REPUBLIKA.CO.ID, JAKARTA -- Tugas utama guru di sekolah adalah mengajar, mendidik dan membina para murid. Sangatlah memberatkan kalau pemerintah menambah tugas guru jadi peneliti. Apalagi tugas penelitian dan membuat karya ilmiah di jadikan syarat untuk mendapat sertifikasi.
Pendapat tersebut dikemukakan Ketua Umum Yayasan Perguruan Al-Iman Afrizal Sinaro. Ia menanggapi pernyataan Kepala Seksi (Kasi) Penyusunan Program Direktorat Jendral Guru dan Tenaga Kependidikan (Dirjen P2TK) Tagor Alamsyah bahwa para guru diminta untuk menghasilkan karya ilmiah.
Menurut Tagor, karya ilmiah ini dapat membantu mereka untuk naik pangkat. Alasannya, tulisan itu mengandung angka kredit yang dapat mempengaruhi penilaian kinerja para guru. “Menurut kami, sertifikasi itu haknya guru dan kalau penerintah ingin meningkatkan kompetensi dan wawasan guru, yang harus dilakukan adalah diklat, seminar dan lain-lain,” kata Afrizal kepada Republika, Senin (29/6).
Afrizal menambahkan, seharusnya yang perlu dilakukan adalah mewajibkan setiap guru membaca buku penunjang/pengayaan/referensi minimal dua judul setiap semester. “Makanya untuk meningkatkan minat dan budaya baca murid harus dimulai dari guru,” tutur Afrizal Sinaro.

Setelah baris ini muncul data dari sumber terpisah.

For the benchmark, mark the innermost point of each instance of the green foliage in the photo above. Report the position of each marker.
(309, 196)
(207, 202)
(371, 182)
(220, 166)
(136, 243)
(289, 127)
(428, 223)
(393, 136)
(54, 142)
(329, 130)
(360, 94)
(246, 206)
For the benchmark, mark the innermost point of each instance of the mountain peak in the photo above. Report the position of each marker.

Sebelumnya, Pengurus Besar Persatuan Guru Republik Indonesia (PB PGRI) pun mengungkapkan ketidaksetujuannya terhadap tugas meneliti bagi guru. Menurut Ketua Umum (Ketum) PGRI Sulistyo, kewajiban guru untuk meneliti dan menulis karya ilmiah itu memprihatinkan.
Kebijakan tersebut, kata Sulistyo, akan membuat para guru tertekan. “Oleh sebab itu, kami menyarankan agar kebijakan itu diperbaiki dan diluruskan kembali oleh Kemendikbud,” kata Sulistyo melalui siaran pers, Ahad (28/6).
Sulistyo menerangkan, untuk saat ini terdapat kurang lebih 800 ribu guru dan pengawas di Indonesia. Menurutnya, sejumlah guru itu tidak bisa naik pangkat akibat kewajiban itu.